I might formulate it as a Delta of indicies where a Delta of 1 is a normal
playback speed and you have some exponential rate. Would something like
this work?

delta *= rate
t += delta
y[n] = x[n - t + N]

My notation probably means something different from yours, but the idea is
the time varying index t accelerates or decelerates at a given rate. I've
kind of written a hybrid of pseudocode and DSP notation, sorry.

You would probably actually want some interpolation and for an application
like this one I would probably stick with linear interpolation (even though
most people on this list will probably disagree with me on that). Keep in
mind, though, that skipping samples might mean aliasing which will mean
low-pass filtering your signal (unless you know that there's no frequency
content in offensive ranges), and since you're essentially doing a variable
skip rate your low pass filter might either need to be aggressive or

Something about this algorithm scares me in it's seemingly unbounded need
for memory. Seems like a lot of heuristic constraints...


On Feb 6, 2018 06:45, "Maximiliano Estudies" <> wrote:

I am having trouble with this concept for quite some time now, I hope that
I can explain it well enough so you can understand what I mean.
I have signal stored in a buffer of known length.
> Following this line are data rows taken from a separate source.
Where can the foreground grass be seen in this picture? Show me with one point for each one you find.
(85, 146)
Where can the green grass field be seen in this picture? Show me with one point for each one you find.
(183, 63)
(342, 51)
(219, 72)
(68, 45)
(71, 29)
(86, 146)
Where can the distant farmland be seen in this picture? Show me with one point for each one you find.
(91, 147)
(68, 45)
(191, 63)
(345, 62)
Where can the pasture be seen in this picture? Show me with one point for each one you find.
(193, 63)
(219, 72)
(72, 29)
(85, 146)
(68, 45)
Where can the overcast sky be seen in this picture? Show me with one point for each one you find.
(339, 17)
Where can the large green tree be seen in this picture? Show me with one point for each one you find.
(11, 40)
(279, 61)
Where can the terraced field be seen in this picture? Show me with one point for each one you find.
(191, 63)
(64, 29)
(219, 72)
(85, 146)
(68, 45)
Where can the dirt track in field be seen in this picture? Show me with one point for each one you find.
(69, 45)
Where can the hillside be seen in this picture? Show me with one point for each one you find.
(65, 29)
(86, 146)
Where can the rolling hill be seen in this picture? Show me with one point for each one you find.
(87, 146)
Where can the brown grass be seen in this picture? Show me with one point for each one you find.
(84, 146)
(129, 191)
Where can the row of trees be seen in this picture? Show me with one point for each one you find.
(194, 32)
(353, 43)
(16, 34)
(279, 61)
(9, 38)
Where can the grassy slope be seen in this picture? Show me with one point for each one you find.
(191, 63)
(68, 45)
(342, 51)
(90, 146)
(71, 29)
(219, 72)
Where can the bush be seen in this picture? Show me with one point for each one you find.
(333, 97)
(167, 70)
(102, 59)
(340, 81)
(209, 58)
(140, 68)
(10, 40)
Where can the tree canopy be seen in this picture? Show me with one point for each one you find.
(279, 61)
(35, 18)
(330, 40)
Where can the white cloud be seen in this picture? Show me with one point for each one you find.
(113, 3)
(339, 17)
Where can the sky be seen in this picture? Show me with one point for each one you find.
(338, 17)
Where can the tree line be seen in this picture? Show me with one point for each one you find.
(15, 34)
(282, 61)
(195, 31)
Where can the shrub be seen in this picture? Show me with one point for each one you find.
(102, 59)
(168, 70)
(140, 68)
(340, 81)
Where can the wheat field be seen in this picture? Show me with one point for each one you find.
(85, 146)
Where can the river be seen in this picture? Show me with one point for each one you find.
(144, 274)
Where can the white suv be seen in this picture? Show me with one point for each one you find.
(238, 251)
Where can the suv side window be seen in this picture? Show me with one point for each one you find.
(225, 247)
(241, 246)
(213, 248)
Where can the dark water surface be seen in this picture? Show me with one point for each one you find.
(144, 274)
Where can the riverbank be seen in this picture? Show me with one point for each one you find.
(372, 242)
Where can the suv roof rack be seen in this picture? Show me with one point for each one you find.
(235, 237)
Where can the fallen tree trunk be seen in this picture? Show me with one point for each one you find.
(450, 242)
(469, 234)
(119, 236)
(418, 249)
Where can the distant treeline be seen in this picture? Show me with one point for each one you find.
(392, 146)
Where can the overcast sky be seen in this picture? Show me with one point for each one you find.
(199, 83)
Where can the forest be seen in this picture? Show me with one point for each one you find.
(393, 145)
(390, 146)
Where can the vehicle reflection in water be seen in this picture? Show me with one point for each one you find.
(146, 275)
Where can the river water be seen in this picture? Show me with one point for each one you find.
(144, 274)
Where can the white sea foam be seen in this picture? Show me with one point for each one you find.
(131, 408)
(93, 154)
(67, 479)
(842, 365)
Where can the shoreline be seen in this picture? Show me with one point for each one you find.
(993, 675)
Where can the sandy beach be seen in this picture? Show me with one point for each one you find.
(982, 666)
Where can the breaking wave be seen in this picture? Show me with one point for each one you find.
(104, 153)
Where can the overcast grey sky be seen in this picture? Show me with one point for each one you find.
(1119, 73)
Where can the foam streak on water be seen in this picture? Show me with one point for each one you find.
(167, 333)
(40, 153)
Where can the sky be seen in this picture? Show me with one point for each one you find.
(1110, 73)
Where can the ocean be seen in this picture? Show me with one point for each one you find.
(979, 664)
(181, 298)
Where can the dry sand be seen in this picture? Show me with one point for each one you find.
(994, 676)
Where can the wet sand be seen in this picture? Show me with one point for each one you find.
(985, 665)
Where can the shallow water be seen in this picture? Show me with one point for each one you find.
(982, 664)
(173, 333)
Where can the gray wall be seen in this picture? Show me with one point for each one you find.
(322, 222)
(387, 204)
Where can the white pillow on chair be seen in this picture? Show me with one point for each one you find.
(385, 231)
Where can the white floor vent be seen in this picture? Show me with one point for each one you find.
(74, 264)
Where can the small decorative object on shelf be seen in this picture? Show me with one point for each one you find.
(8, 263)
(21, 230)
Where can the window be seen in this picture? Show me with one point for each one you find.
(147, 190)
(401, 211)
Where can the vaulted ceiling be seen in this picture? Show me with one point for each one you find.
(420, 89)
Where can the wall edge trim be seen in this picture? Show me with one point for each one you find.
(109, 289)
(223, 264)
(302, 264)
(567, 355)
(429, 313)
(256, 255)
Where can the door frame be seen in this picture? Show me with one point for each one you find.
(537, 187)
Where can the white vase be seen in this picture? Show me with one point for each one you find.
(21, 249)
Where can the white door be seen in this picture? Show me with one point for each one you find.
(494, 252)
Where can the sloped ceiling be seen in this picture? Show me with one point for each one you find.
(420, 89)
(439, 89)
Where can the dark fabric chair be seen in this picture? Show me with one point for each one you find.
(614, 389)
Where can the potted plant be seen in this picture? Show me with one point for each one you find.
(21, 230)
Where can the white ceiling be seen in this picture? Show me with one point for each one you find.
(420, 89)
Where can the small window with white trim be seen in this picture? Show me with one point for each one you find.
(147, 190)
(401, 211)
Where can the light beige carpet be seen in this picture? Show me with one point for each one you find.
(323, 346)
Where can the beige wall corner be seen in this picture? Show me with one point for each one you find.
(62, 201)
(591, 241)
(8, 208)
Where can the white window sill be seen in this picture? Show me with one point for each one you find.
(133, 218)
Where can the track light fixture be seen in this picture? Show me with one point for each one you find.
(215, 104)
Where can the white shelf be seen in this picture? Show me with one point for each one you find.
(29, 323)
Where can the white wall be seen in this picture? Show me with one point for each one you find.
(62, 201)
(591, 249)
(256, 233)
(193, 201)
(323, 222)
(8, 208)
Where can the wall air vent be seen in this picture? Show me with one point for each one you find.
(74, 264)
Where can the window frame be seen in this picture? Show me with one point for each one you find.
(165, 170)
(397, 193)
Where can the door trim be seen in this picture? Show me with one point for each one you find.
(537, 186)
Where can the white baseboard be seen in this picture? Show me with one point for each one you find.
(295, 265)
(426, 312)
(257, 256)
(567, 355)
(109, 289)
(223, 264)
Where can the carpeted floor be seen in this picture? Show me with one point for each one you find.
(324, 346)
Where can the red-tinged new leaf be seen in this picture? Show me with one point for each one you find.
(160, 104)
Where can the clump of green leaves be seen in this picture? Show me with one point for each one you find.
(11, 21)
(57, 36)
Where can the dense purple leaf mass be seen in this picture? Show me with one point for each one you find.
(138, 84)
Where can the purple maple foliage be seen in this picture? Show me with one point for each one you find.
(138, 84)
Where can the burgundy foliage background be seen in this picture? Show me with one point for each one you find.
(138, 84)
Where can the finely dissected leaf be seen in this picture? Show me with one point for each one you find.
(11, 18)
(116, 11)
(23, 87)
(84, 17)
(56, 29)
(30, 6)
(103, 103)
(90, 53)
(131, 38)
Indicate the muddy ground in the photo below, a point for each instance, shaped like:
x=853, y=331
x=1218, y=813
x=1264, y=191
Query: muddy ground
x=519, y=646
The buffer must be read
at a variable speed, and the variations in speed have to be exponential, so
that the resulting glissandi are (aurally) linear. In order to do that I
came up with the following formula:

x[t] = t * sample_rate * end_speed^(x[t] / T)     where T is the total
length of the buffer in samples.

This doesn’t seem to work and I can’t understand why.

And my second question is, how can I get the resulting length in
milliseconds? (how long will it take to play the whole buffer)

I hope I managed to be clear enough!